◇ 10

***


 雨が止んだ、曇天が広がる薄暗い窓の向こうの景色を眺める。図書館の一階に降りて来ていたアティは、視線を共に降りて来ていた女性の方に向け、直視し切れずすぐに逸らした。


(いい歳こいて色恋なんぞ、馬鹿々々しい……)


 生き物である以上、そして外敵が多く人口が不安定である以上、子孫繁栄はある種の義務のようなものではあるが、聖騎士においてはそれらが免除されるのが暗黙の了解だ。聖騎士の役目は生き物らしくある事ではなく、人間を守る事、及び戦い続ける事。聖騎士から聖騎士が生まれるわけではなく、加護を与えるかどうかは精霊次第なのだから、無理に恋愛も結婚もする必要は無い。


 だから、力無き者を守り続ける為にも、色恋にかまけている暇はない──そう考えていたから実際、初恋も済まさず今の今まで生きて来たわけなのだが。


 不意に椅子が引かれる音がして、ゆっくりと足音が近づいて来る。意味も無く緊張し、間近に迫る気配と甘い匂いに背を背けるが、そんなささやかな抵抗も虚しく、背後から抱き寄せられた。聴覚が過敏になっているのか、衣擦れの音すらくすぐったい。


「な……何か、用、ですか」


 何故か敬語になってしまう程に混乱しつつ聞き返すと、少し間があって「用があるのは、そっちじゃないの?」と控えめな声量が答える。


「いや……何も」

「でも、目が合った」

「偶然、だ。顔を上げた時、丁度君が窓の方向を向いていただけ……」

「私が見ていたのはアティだけど」

「なら、用があるのは君じゃないのか」

「何も。見ていただけよ」


 首元に頬をすり寄せられて、ぎょっとして肩を跳ねあげる。鏡を見ずとも顔が真っ赤だろうと分かる程、顔周りに集まる熱と全体的な体温の上昇で汗ばむ。さすがに汗臭いのではないか、不快に思われていないか……思われたところで何だというのか! 色恋にかまけてられないと、言ったのは自分じゃなかったか!? 矛盾する思考に暴れる内心とは裏腹に、現実の身体はガチガチに固まってしまって動けない。


「そ……それ、やめてくれ」

「……どうして?」


 意を決して声を振り絞れば、心底不思議そうな声が返って来た。


「男の人は、こういうの好きでしょう」


 あまりにも自然にそう言うから、思わず頷いて流しそうになった言葉の意味を飲み込むのに時間がかかった。かろうじて頷きかかった首を止めて、「何?」と聞き返す。

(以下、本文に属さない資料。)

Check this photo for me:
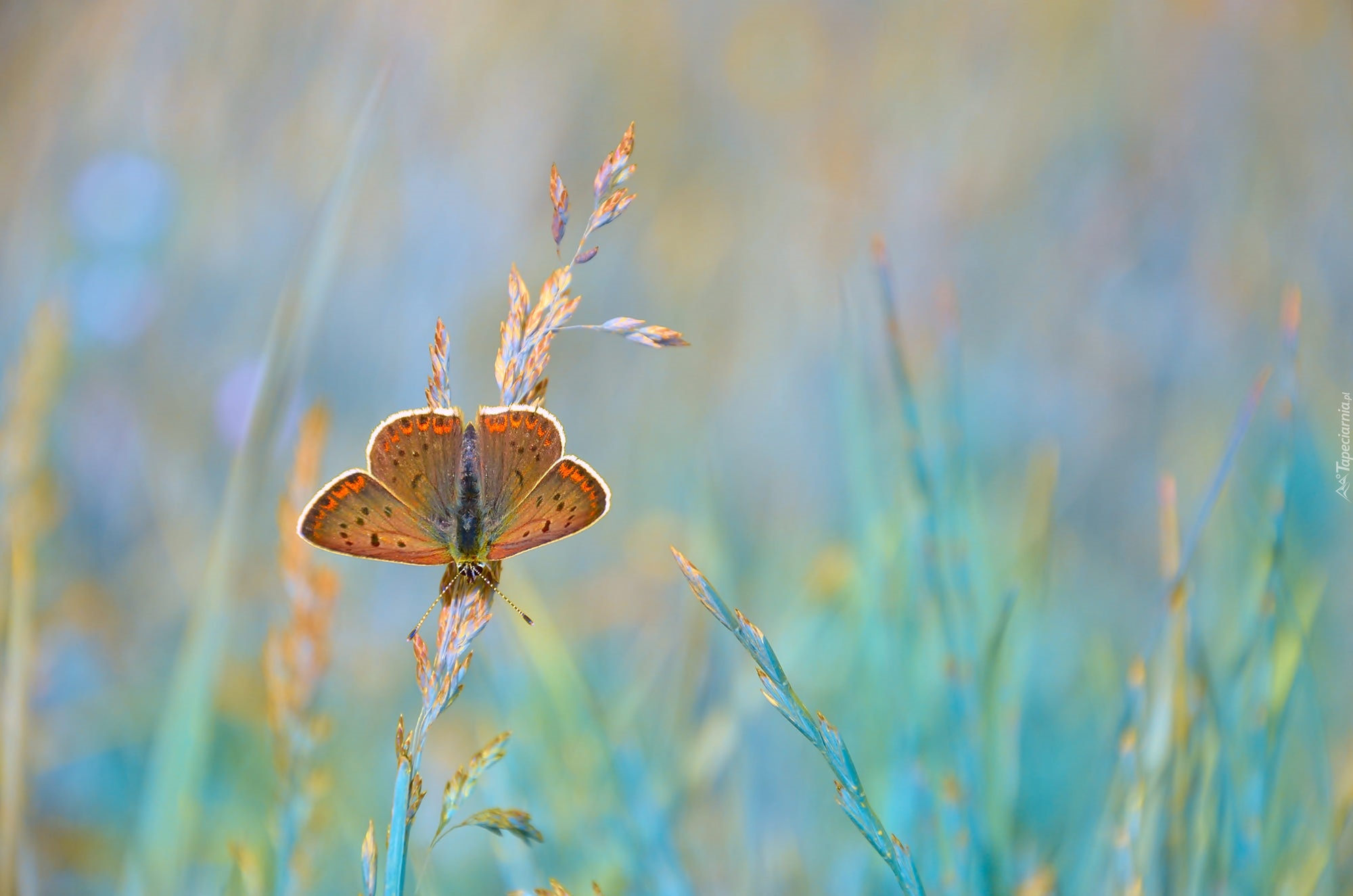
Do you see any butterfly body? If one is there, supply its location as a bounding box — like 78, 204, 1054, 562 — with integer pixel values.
296, 404, 610, 566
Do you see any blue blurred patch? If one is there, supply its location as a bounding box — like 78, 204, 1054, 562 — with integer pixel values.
66, 254, 160, 345
70, 153, 173, 249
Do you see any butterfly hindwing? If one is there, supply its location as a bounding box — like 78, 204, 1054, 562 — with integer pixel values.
475, 404, 564, 532
367, 407, 464, 528
488, 455, 610, 561
296, 470, 451, 566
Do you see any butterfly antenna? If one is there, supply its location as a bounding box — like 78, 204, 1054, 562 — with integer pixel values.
409, 566, 468, 640
484, 575, 536, 626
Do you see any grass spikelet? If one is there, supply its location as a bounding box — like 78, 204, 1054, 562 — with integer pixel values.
262, 406, 338, 896
494, 123, 689, 404
0, 304, 66, 896
426, 318, 451, 410
671, 548, 925, 896
549, 165, 568, 252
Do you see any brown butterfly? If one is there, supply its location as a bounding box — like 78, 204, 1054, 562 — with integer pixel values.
296, 404, 610, 571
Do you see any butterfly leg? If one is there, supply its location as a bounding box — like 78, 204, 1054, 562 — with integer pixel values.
461, 563, 536, 626
409, 562, 469, 640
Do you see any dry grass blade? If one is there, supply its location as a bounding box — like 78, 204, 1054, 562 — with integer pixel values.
264, 406, 337, 896
122, 73, 386, 896
671, 548, 925, 896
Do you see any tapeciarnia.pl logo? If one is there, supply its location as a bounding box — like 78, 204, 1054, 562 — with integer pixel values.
1334, 392, 1353, 501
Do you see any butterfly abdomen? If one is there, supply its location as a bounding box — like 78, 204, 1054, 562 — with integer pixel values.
455, 423, 484, 561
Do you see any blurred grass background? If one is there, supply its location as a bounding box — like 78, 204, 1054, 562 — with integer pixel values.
0, 0, 1353, 896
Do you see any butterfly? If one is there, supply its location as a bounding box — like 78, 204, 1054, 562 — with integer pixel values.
296, 404, 610, 569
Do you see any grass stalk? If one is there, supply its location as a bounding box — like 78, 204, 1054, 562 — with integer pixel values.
0, 304, 65, 896
671, 548, 925, 896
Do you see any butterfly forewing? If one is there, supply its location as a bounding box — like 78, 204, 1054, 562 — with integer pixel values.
296, 470, 451, 566
488, 455, 610, 561
475, 404, 564, 534
367, 407, 464, 528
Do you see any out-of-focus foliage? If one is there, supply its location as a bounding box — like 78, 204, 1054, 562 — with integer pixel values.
0, 0, 1353, 896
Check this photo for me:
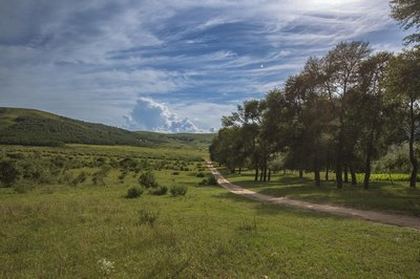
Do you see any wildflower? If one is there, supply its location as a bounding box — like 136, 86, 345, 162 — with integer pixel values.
98, 258, 114, 276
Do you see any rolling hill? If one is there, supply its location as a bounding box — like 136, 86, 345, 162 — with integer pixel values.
0, 108, 213, 146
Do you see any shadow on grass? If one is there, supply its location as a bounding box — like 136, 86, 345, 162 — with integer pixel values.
215, 192, 348, 223
215, 176, 420, 216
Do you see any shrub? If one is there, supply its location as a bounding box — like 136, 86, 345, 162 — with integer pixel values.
71, 171, 87, 186
207, 175, 217, 185
169, 185, 188, 197
0, 161, 19, 187
198, 178, 208, 186
125, 186, 143, 199
13, 184, 32, 194
196, 171, 206, 177
139, 208, 159, 227
149, 186, 168, 196
139, 171, 158, 188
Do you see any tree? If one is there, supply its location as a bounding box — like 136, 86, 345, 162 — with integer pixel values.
391, 0, 420, 46
355, 52, 392, 189
387, 49, 420, 188
326, 42, 370, 188
0, 161, 19, 187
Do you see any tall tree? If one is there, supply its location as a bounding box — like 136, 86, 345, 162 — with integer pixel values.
387, 49, 420, 188
391, 0, 420, 46
355, 52, 391, 189
326, 42, 370, 188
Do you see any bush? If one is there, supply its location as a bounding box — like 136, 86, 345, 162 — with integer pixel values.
13, 184, 32, 194
169, 185, 188, 197
198, 178, 208, 186
125, 186, 143, 199
207, 175, 217, 185
139, 208, 159, 227
0, 161, 19, 187
149, 186, 168, 196
71, 171, 87, 186
196, 171, 206, 177
139, 171, 158, 188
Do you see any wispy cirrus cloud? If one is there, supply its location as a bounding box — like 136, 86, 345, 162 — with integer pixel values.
0, 0, 404, 130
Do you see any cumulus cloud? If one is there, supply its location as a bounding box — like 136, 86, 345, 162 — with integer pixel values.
125, 97, 201, 133
0, 0, 404, 131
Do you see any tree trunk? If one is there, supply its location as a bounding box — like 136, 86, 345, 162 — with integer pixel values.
299, 170, 303, 178
335, 111, 345, 189
409, 98, 417, 188
349, 166, 357, 186
263, 166, 267, 182
363, 132, 373, 190
254, 166, 258, 181
344, 165, 349, 183
335, 163, 343, 189
325, 165, 330, 181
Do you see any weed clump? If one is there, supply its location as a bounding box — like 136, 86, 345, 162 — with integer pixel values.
198, 175, 217, 186
138, 171, 158, 188
126, 186, 143, 199
0, 161, 19, 187
139, 208, 159, 227
149, 186, 168, 196
169, 185, 188, 197
195, 171, 206, 177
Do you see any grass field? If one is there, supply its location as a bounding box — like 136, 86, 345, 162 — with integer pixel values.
0, 146, 420, 278
225, 172, 420, 219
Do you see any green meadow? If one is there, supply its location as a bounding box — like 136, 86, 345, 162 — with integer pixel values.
0, 145, 420, 278
225, 171, 420, 216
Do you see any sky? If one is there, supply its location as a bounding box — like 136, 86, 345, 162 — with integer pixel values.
0, 0, 404, 132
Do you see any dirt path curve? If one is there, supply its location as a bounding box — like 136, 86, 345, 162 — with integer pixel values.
207, 161, 420, 230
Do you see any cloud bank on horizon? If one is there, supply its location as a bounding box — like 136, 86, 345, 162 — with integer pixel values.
0, 0, 404, 132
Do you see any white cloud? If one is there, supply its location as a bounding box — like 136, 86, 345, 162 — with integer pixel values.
125, 97, 200, 133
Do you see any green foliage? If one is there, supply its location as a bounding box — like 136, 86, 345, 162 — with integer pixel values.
125, 186, 143, 199
391, 0, 420, 46
0, 108, 213, 147
149, 185, 168, 196
71, 171, 88, 186
139, 208, 159, 227
207, 175, 217, 186
169, 185, 188, 197
0, 161, 19, 187
138, 171, 158, 188
195, 171, 206, 177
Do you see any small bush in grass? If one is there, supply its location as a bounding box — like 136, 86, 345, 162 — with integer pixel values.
207, 175, 217, 185
13, 184, 32, 194
195, 171, 206, 177
0, 161, 19, 187
71, 171, 87, 186
238, 217, 257, 232
149, 186, 168, 196
169, 185, 188, 197
98, 259, 114, 277
125, 186, 143, 199
139, 208, 159, 227
139, 171, 158, 188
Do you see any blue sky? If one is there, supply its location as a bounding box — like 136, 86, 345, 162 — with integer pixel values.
0, 0, 404, 132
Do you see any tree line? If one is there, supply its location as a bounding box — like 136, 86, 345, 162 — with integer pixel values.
210, 0, 420, 189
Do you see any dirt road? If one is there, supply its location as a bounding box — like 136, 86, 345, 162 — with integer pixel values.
207, 162, 420, 230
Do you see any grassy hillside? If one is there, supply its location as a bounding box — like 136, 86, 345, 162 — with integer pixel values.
136, 131, 215, 147
0, 145, 420, 278
0, 108, 212, 146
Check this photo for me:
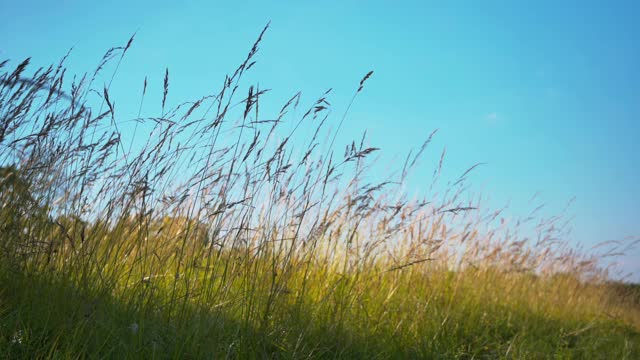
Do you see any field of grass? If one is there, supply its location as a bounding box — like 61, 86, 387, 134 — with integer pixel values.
0, 29, 640, 359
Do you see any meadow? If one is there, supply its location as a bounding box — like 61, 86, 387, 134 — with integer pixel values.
0, 28, 640, 359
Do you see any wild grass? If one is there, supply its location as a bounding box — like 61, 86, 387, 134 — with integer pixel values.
0, 28, 640, 359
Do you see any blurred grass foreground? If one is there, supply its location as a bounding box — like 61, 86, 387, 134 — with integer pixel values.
0, 28, 640, 359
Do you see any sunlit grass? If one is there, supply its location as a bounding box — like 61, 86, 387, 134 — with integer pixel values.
0, 27, 640, 359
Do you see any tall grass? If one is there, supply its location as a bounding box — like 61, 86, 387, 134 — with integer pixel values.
0, 28, 640, 358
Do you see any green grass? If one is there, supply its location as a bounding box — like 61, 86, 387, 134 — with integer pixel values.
0, 29, 640, 359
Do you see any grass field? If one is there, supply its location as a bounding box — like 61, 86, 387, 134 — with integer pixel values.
0, 30, 640, 359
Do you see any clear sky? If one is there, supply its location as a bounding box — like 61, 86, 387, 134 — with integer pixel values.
0, 0, 640, 281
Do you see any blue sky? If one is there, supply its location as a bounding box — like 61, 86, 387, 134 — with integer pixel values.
0, 0, 640, 281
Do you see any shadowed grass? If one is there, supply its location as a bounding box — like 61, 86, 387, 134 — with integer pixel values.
0, 28, 640, 359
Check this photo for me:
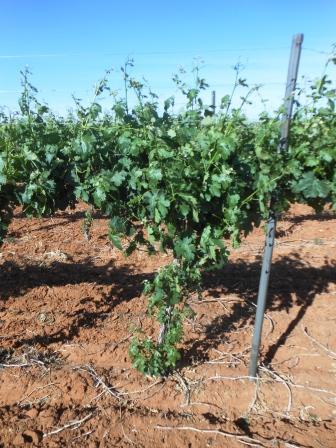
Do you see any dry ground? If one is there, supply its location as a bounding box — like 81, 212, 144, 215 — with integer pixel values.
0, 205, 336, 448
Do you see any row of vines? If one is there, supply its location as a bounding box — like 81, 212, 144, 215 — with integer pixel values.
0, 57, 336, 375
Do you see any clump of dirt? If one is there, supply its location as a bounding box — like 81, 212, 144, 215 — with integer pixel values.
0, 205, 336, 448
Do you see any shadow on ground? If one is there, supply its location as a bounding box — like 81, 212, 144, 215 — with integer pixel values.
0, 254, 336, 364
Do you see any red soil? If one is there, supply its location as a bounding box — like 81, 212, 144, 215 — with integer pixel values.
0, 206, 336, 448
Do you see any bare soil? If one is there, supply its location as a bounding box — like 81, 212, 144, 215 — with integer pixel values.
0, 205, 336, 448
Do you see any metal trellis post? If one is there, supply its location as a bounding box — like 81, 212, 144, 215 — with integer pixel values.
249, 34, 303, 380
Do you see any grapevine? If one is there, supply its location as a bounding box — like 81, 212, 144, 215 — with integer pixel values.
0, 53, 336, 375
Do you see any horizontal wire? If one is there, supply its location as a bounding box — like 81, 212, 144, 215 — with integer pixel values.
0, 47, 289, 59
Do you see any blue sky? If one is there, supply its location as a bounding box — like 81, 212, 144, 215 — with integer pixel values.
0, 0, 336, 115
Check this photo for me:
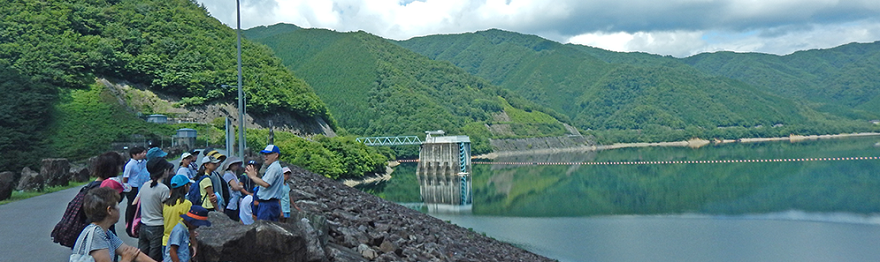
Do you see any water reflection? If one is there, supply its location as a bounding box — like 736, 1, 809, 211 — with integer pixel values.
374, 138, 880, 217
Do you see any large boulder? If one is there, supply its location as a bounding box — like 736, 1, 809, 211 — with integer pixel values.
40, 158, 70, 186
15, 167, 46, 191
197, 212, 329, 262
0, 171, 15, 201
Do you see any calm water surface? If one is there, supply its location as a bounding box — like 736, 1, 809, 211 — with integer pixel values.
363, 137, 880, 261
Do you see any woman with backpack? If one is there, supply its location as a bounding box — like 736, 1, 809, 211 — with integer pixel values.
92, 151, 125, 234
223, 157, 250, 221
136, 158, 174, 261
187, 156, 221, 211
70, 187, 155, 262
162, 175, 195, 254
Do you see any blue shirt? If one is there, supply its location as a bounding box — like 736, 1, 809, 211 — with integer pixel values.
257, 161, 284, 200
281, 183, 290, 213
162, 222, 192, 262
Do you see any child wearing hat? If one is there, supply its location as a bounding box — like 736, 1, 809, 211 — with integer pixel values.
164, 206, 211, 262
162, 175, 192, 250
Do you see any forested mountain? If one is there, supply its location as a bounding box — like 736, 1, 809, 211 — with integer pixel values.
396, 29, 880, 142
683, 42, 880, 119
0, 0, 335, 171
245, 24, 566, 156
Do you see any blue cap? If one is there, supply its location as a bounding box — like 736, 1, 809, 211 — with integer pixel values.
260, 145, 281, 154
171, 175, 190, 188
147, 147, 168, 161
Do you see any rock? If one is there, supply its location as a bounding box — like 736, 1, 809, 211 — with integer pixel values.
358, 244, 379, 260
327, 243, 367, 262
0, 171, 15, 201
40, 158, 70, 186
197, 212, 314, 262
70, 167, 91, 183
15, 167, 46, 191
299, 218, 329, 261
289, 208, 330, 246
379, 239, 400, 253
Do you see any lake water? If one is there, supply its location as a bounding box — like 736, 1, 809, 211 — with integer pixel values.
362, 137, 880, 261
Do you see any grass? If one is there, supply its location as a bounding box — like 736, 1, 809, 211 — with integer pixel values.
0, 178, 94, 205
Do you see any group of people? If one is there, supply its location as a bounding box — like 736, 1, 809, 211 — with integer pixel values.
71, 145, 291, 262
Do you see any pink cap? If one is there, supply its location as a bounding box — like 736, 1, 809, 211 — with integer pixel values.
101, 179, 125, 194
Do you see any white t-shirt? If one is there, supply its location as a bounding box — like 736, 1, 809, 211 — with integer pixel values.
138, 181, 170, 226
223, 171, 241, 210
238, 195, 254, 225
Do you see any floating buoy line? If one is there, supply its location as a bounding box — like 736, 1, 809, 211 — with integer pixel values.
397, 156, 880, 166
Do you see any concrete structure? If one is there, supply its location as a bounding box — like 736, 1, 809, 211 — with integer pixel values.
147, 115, 168, 124
174, 128, 198, 148
416, 130, 473, 213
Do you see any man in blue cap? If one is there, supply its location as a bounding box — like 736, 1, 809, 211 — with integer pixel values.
245, 145, 284, 221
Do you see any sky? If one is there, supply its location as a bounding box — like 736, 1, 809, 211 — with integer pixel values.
196, 0, 880, 57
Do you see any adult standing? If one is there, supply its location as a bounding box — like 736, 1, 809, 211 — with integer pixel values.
245, 145, 284, 221
138, 157, 174, 261
162, 175, 196, 252
92, 151, 131, 234
196, 155, 221, 211
122, 146, 150, 236
223, 157, 250, 221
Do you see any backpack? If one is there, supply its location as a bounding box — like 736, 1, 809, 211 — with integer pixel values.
51, 181, 101, 248
186, 175, 208, 206
214, 175, 231, 208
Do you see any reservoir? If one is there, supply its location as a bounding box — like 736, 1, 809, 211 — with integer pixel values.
360, 136, 880, 261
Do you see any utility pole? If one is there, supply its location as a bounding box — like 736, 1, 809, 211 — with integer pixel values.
235, 0, 245, 159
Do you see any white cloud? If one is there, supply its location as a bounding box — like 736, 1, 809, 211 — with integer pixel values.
199, 0, 880, 57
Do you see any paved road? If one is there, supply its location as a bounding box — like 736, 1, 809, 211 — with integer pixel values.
0, 187, 137, 262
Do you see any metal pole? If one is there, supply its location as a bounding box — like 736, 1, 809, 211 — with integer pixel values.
235, 0, 245, 159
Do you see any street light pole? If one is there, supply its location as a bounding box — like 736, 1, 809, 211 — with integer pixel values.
235, 0, 245, 159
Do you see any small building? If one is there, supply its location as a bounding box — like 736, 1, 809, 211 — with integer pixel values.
147, 114, 168, 124
416, 130, 473, 212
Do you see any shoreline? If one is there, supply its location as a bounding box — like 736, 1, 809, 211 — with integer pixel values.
471, 133, 880, 159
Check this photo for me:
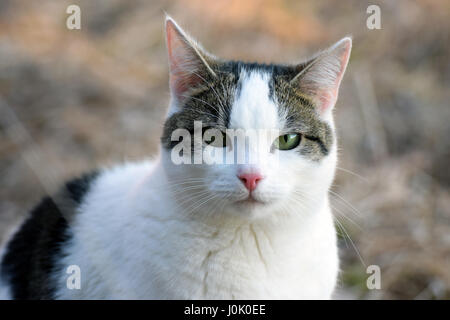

「見返りがあるから……助けたんでしょう?  あげられるものなら、何だってあげる。平気よ。目を閉じていれば、痛くて気持ち悪い事も、いつか終わるから」


 淡々と、女性は言った。言わされているわけでもなく、心臓の不自然な跳ねも無く、自主的に事前に用意した文章を、何度となく使用されたであろう事を想起させる程当たり前のように、言った。


(……ああ、そういうことか。腑に落ちた)


 道理で、暴漢に襲われていたとはいえまだ衣服すらはぎ取られる前だったというのに、放心状態だった訳だ。防衛本能といえばそうなのだろう。自らの意志で放心状態になってしまうぐらいには、加害される事も、助けてくれた人間が牙をむく事も、彼女にとっては『よくある事』に過ぎず、当たり前のようにアティにもそれを当て嵌めているのだ。


 『助けてくれたということは、彼も見返りを求めている』と。そして自身に与えられた加護とこれまでの経験から、求められていることは一つしかない、と。


 流れた沈黙は、今までもそうだった、だからこれからもそうするのだと言いたげで、胸糞が悪い。彼女をそんな思考になるまで痛めつけた人間と、それらを疑うことなく口にする彼女自身に腹が立って、思わず険しい顔になった。


「俺はそういうのを求めていない」

「……」

「今まではそうだったのかもしれないが、はっきり言って失礼だ。俺はそんなことしない」


 ほとんど力のこもっていない、聖騎士の力ではうっかりすると折ってしまいそうな細い腕をやんわりと振り払い、振り返る。周囲の空気が輝いて見える程の過剰な加護に反して、生気が薄く儚い印象の彼女と向き合う。


 緊張が消えたわけではなかったが、それ以上に自身の流儀にケチをつけられたような気がして、むっとして口を開く。


「一緒にするな」


 空気が冷え固まった気がした。


 静けさの中で観察するようにじっとこちらを見ていた女性は、一度唇を動かそうとして、思いとどまったように閉じた。間が空くと怒りはじわじわと単なる熱に変換されていき、女性の顔を見られなくなってしまい顔を逸らした。


「ねぇ」


 雨上がりの湿り気のある冷えた空気を、囁くような声が割いた。


「神様って、いると思う?」


 話題を逸らしたような質問に訝しむ。彼女の表情は答えを待っていて、回答次第では先の侮辱を撤回することを期待して、答えを用意する。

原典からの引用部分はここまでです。